Analyzing data

"Analyzing data" is a broad concept that encompasses a large range of different processes and techniques. There may be more than one way to achieve the same data analysis objective. The overall process is often iterative, requiring that you modify your initial approach based upon information you discover along the way.

Effective data analysis

At its most basic, analyzing data is the process of finding answers to questions about data. Analytics provides a number of commands and other tools that you can use to gain general insights about the data you are investigating, and to answer specific questions. However, you should resist the notion that you can click two or three buttons in Analytics and magically have all your data analysis answers.

Effective data analysis requires:

  • understanding the nature of the data
  • formulating specific analysis objectives
  • knowledgeably applying the tools

Analytics can significantly amplify your data analysis abilities but it does not replace them.

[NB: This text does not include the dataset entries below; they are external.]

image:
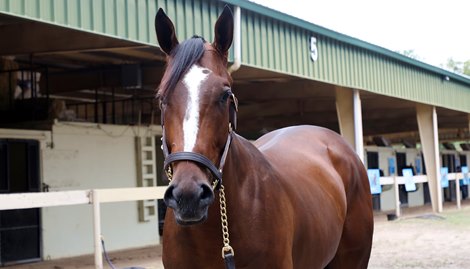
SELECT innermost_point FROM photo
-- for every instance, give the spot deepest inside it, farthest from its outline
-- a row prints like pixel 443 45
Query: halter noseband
pixel 197 157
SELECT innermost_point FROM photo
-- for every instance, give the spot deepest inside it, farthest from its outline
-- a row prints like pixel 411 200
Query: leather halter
pixel 197 157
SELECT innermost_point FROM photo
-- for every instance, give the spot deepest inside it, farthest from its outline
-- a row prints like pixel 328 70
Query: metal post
pixel 358 139
pixel 97 229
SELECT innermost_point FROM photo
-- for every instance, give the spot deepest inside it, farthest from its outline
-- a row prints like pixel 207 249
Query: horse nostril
pixel 169 197
pixel 207 195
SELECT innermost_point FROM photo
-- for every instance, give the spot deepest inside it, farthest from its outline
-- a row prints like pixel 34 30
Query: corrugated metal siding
pixel 125 19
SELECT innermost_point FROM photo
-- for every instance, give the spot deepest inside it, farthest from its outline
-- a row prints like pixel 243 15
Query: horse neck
pixel 241 159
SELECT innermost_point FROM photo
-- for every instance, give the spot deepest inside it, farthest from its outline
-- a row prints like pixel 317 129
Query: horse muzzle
pixel 190 202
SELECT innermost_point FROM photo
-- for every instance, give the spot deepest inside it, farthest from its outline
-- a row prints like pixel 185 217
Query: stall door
pixel 19 229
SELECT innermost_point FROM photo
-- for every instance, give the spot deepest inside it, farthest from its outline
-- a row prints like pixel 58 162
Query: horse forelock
pixel 180 61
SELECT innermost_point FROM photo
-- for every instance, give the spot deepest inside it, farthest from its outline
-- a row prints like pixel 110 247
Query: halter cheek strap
pixel 197 157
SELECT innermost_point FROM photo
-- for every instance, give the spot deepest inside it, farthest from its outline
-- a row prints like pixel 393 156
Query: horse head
pixel 197 107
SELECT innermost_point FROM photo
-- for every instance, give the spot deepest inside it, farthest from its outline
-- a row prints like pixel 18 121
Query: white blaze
pixel 193 81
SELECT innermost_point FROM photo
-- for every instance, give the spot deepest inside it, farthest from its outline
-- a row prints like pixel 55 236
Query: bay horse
pixel 297 197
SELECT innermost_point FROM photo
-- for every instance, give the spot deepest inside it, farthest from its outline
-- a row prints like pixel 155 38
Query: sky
pixel 434 29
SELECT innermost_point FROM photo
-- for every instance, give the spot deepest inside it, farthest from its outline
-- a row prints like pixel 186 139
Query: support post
pixel 428 133
pixel 97 229
pixel 358 137
pixel 349 110
pixel 396 190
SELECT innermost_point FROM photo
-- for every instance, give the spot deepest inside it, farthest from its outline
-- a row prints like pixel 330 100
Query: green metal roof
pixel 271 40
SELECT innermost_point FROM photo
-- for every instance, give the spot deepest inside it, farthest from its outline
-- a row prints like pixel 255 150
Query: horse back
pixel 324 179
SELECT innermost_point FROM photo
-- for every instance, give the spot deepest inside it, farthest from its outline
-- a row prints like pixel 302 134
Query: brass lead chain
pixel 223 217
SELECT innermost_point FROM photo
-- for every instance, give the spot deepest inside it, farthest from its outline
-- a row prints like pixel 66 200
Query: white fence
pixel 94 197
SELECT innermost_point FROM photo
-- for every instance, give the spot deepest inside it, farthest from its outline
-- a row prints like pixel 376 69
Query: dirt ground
pixel 419 239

Data analysis commands and tools in Analytics

The table below categorizes Analytics commands and tools by data analysis area. The categories are not intended to be absolute. You may find an effective use for a command outside its category. Some commands, such as Sort and Join, serve a main purpose that is not primarily analytical, but in some situations they can provide analytical insight.

Note

Data analysis, beyond the most basic, typically requires using a series of commands to progressively work toward your analysis objective, rather than using a single command in isolation.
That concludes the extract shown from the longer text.